Bu dönemde bir olmalıyız, diri olmalıyız. Derin Cemaat. Mahmut Özdamar yazdı.
Derin Cemaat
17 Aralık’ta başlayan Yolsuzluk ve Rüşvet gözaltıları ile anladık ki Ak parti henüz ülkenin yönetiminde mükdetir değil. Oysa görünürde özellikle 2009 sonrasından itibaren Ak parti ülkeye hakim,askeri vesayet, bürokratik vesayetin aşıldığı,demokrasinin hızla yeşerdiği, özgürlüklerin gözle görünür bir şekilde ilerlediğini gözlemliyorduk.

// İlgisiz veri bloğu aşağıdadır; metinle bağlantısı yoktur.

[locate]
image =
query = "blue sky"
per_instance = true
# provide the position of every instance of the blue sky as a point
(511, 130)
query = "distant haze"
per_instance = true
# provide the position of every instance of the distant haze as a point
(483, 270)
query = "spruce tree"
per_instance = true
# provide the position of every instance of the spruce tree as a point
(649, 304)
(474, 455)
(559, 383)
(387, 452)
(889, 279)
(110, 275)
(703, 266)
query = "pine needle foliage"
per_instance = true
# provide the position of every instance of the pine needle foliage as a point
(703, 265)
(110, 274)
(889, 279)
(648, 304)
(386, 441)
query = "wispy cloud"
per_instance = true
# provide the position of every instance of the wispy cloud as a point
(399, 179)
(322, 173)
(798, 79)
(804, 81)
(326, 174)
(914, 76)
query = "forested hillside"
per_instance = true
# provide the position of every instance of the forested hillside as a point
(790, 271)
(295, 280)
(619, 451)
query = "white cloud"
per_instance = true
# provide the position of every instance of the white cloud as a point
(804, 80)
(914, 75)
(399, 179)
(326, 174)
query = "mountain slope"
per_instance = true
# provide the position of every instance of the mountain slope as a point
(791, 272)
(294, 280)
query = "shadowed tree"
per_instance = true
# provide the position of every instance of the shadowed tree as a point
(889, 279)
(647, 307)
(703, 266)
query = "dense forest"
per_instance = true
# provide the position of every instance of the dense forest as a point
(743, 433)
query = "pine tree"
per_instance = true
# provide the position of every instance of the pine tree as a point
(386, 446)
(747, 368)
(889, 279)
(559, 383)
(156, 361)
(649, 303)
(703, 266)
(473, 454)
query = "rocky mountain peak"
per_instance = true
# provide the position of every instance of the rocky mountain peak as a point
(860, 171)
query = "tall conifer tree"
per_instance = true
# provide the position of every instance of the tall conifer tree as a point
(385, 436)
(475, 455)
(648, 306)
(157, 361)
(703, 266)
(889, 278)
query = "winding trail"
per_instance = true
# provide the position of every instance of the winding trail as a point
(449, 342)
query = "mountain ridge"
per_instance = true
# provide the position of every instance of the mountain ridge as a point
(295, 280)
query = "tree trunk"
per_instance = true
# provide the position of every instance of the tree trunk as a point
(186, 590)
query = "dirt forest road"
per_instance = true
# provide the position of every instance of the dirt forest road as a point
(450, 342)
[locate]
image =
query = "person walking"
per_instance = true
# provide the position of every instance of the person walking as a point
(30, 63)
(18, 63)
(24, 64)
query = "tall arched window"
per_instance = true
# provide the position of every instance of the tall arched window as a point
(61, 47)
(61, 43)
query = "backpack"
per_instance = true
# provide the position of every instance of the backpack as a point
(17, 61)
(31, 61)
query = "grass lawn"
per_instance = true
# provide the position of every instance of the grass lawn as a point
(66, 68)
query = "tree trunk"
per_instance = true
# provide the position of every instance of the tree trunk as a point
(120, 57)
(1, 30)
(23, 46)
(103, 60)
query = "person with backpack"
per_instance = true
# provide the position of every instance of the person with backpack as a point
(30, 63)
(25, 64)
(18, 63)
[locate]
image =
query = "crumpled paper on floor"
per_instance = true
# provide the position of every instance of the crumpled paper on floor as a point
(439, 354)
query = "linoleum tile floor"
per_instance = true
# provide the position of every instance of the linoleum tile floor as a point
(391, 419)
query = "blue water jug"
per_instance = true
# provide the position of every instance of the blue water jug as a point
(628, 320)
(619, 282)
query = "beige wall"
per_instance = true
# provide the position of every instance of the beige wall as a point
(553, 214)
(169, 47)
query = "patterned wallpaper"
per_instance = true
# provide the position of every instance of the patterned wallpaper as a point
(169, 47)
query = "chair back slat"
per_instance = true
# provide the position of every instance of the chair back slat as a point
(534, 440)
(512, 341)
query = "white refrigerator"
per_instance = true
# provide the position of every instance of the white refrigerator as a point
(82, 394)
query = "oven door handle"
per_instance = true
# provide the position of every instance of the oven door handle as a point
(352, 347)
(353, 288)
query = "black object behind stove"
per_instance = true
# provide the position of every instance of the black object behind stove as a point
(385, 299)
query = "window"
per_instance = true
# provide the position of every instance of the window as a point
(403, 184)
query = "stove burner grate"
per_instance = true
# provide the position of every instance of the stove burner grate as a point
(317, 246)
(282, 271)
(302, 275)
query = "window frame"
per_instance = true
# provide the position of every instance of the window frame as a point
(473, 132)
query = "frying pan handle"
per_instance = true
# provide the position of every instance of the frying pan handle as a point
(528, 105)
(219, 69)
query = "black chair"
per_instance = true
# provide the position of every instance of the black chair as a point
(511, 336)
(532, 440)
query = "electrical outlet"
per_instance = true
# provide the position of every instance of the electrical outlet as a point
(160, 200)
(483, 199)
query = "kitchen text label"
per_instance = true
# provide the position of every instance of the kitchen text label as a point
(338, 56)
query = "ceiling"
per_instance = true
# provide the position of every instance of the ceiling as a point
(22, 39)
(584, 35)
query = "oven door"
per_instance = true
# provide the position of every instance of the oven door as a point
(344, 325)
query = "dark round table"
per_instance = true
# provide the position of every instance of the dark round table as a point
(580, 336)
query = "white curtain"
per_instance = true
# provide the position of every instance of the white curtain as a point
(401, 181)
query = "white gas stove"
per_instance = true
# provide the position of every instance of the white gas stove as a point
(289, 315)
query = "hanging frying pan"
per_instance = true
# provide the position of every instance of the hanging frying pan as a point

17 Aralık operasyonu bize gösterdi ki Cemaat’mı, Camia’mı, Hizmet’mi, Hezimet’mi, Fetullahçılar larmı artık adı herneyse gizlice devletin içinde örgütlenmiş ve adeta parallel bir devlet yapısı oluşturmuştu. Ne için bunu yaptıklarını,neden böyle bir şeye tevessül ettiklerini anlamak mümkün değil. Çünkü kısa vadeda Cemaat’e bir güç gösterisi sunmuş olsa da bu olay, uzun vadede Cemaat bu yaptığını kendisini sevenlere izah edemeyecektir. Kimse Cemaat’e sadaka veya kurban verirken bir gün Türkiye’de iktidarı alacak diye vermedi. Kimse Cemaat’in sohbetlerine giderken, inşaallah bir gün İktidar bizim olacak diye gitmedi.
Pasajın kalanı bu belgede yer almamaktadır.